The limited ban on condoms as evidence originally proposed in the governor’s budget and eventually adopted in the final budget deal is important recognition from policy-makers of what many of us have known for years: we need comprehensive legislation to ensure that condoms are not criminalized for sex workers, trafficking victims, youth in the sex trade, and anyone profiled as such by law enforcement.

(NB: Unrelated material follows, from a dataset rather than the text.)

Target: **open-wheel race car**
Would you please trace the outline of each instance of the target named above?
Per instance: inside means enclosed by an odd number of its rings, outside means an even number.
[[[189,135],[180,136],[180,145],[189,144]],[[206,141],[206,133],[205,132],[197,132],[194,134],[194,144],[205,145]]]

While there is seldom disagreement on the importance of condom access, many are simply unaware of the current practice where law enforcement confiscates condoms as evidence of prostitution-related offenses. A recent PROS Network report found nearly 50% of respondents involved in the sex trade were victims of police confiscating, damaging, or destroying their condoms, and nearly 46% did not carry condoms at some point out of fear of the police.Condoms are taken out of the hands of those for whom they serve as a vital personal and public health tool and left to rot in evidence lockers, since they are rarely actually introduced at trial.
Still, the evidence ban is limited, and there remains much work to be done to ensure access to condoms for all.
With Governor Cuomo’s monumental commitment to end AIDS in New York State by 2020, we expected decisive action to address HIV prevalence in communities impacted by the epidemic. What we saw instead was rhetoric without substance. The provision put forth by the governor is a partial ban that covers only two of almost twenty prostitution- and trafficking-related offenses. There is thus only a slim chance that this will have a significant impact on how the practice is executed on the ground. Law enforcement will continue to confiscate condoms, claiming them as evidence of one or more of the many offenses that are left out of the ban. Fear and confusion about whether and how condoms can be used against those carrying them will continue.
Possibly the most concerning aspect of this limited ban is that victims of sex trafficking remain excluded.
The exclusion of trafficking-related offenses creates a perverse incentive for traffickers to withhold condoms from the people they exploit to avoid prosecution, compromising the safety and dignity of the people they victimize. As recently stated by Florrie Burke, recipient of the inaugural Presidential Award for Extraordinary Efforts to Combat Sex Trafficking in Persons, “Policymakers shouldn’t leave trafficking victims out of the solution. Their lives depend on it.”
The good news is that there is widespread support for prioritizing the crisis of sex trafficking and the end of AIDS in New York State, both across party lines and at all levels of governance. Momentum is on our side and the solution is clear: the governor and the Legislature should get back to work on this issue and pass a bill (A.4463A/S.1018) to end the criminalization of condoms in New York State. The lives of some of the most vulnerable New Yorkers depend on it.
by Anna Saini and Bianey Garcia
Saini is the Statewide Community Organizer with Voices of Community Activists and Leaders – New York (VOCAL-NY).
García is an LGBTQ Justice Project Organizer at Make the Road New York. Both are members of the Access to Condoms Coalition, which is composed of over 100 organizations, including organizations that together serve the majority of New York’s trafficking victims.